On December 9th, 2015 we learned about

Dealing with demanding visuals can leave us temporarily deaf

It’s amazing we ever thought we were multitaskers. Sure, we can keep our hearts, digestion and respiration going at once, but parsing multiple streams of sensory input seems to be too tall an order. This isn’t to say that we’re bad at observing the world— our eyes and visual cortex do an amazing job of building a rich, detailed view of the world. It’s just that our focus, our attention, can only go so far. Researchers have now demonstrated that its possible to overburden our concentration in a way that may seem obvious, only because it happens so frequently. If my grammar gets too complicated or muddled, it might even happen to you right now.

One input at a time

It seems that when we’re concentrating on a visual task, that concentration comes at the cost of our hearing.
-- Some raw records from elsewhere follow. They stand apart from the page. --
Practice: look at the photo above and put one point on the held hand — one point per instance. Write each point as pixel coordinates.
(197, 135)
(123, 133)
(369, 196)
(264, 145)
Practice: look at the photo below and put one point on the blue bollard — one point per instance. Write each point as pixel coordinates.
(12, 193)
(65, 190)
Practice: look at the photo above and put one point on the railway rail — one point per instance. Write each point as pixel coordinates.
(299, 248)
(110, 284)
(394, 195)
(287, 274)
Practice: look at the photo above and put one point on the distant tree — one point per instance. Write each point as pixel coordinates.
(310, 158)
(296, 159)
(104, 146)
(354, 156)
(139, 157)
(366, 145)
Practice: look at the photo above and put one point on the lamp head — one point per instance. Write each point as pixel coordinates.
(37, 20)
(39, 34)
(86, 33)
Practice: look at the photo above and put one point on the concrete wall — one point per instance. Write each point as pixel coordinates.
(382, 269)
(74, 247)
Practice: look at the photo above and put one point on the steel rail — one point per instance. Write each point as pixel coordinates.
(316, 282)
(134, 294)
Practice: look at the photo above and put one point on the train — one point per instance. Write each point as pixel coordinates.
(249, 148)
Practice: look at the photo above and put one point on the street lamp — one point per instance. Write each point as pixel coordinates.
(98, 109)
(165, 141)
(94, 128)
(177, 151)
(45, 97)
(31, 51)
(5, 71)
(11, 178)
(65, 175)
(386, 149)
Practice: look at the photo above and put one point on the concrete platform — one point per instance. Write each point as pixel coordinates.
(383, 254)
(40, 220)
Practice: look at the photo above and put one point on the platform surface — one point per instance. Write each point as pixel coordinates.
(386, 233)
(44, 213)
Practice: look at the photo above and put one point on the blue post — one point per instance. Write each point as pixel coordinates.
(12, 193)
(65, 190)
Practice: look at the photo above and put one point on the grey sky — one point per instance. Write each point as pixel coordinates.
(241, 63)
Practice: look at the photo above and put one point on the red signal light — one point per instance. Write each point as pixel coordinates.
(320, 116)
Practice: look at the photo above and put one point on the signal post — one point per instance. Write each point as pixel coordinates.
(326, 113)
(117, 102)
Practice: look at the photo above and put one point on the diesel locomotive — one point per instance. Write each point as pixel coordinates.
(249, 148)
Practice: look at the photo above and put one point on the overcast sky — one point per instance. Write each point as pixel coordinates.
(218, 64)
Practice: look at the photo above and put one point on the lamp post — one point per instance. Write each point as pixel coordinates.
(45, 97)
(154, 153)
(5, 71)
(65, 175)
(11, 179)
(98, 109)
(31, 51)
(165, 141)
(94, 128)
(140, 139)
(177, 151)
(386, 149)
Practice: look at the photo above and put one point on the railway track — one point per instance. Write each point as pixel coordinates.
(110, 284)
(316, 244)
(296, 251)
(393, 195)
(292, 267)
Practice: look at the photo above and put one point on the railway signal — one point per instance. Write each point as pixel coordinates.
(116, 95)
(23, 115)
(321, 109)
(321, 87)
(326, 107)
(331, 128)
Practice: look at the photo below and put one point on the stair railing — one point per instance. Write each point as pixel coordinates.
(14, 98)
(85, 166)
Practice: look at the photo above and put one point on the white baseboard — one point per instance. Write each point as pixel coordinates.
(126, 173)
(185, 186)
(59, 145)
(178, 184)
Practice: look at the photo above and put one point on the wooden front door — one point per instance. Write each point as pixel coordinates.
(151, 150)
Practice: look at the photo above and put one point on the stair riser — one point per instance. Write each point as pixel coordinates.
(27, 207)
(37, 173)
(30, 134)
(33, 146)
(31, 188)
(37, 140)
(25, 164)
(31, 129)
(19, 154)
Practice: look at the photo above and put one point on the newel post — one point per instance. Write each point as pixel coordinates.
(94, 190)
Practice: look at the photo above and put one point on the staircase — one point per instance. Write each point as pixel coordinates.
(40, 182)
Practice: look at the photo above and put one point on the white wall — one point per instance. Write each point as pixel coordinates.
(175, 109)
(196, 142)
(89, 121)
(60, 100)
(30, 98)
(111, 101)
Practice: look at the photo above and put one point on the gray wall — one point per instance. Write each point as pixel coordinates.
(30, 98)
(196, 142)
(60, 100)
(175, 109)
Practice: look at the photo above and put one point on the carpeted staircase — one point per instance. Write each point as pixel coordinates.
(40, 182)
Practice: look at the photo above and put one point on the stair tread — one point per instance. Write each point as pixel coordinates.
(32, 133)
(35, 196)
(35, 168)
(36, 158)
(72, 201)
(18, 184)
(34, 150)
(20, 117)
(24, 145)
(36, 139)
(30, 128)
And vice versa- listening intently makes us start to miss visual information. This so called “inattentional deafness” can obviously be of great concern, since that may mean that staring at a text on your phone could prevent you from hearing a truck honking at you. It also helps explain why it’s sometimes so hard to read and listen to someone at the same time. You don’t have the attention for both, and so your brain has to pick one or the other. These examples are probably very familiar, but the new studies shed light on just how involuntary and extreme this input selection really is.

Selective staring

Study participants were asked to do visually oriented tasks with varying degrees of difficulty. The most taxing task was to judge the color and relative lengths of lines in a cross shape. At the same, test subjects would either listen to silence, white noise, or white noise with a occaisonal tones played over it. As the visual task became more difficult, demanding more concentration, the participants were less and less likely to notice the tones being played. With enough of a visual challenge, they just wouldn’t hear the tone at all. Variations on these tests were repeated to make hone in on the critical components- did the white noise play a role? Did it matter if color was being judged in the visual task? In the end, the pattern turned out to be that the harder the brain worked on visuals, the more it tuned out audio information.

Brain scans found that this self-imposed silence wasn’t just a case of filtering or ignoring unwanted stimuli- the brain basically discarded the sounds almost from the get go. Sound was obviously picked up by the person’s ears, but before that signal was dropped before it made it to the frontal cortex to really be considered or parsed by the brain. Aside from legitimizing when people say they didn’t hear someone speaking to them, it shows that this process is beyond individual will or choice, and that safety systems need to be designed with this temporary, self-imposed deafness in mind.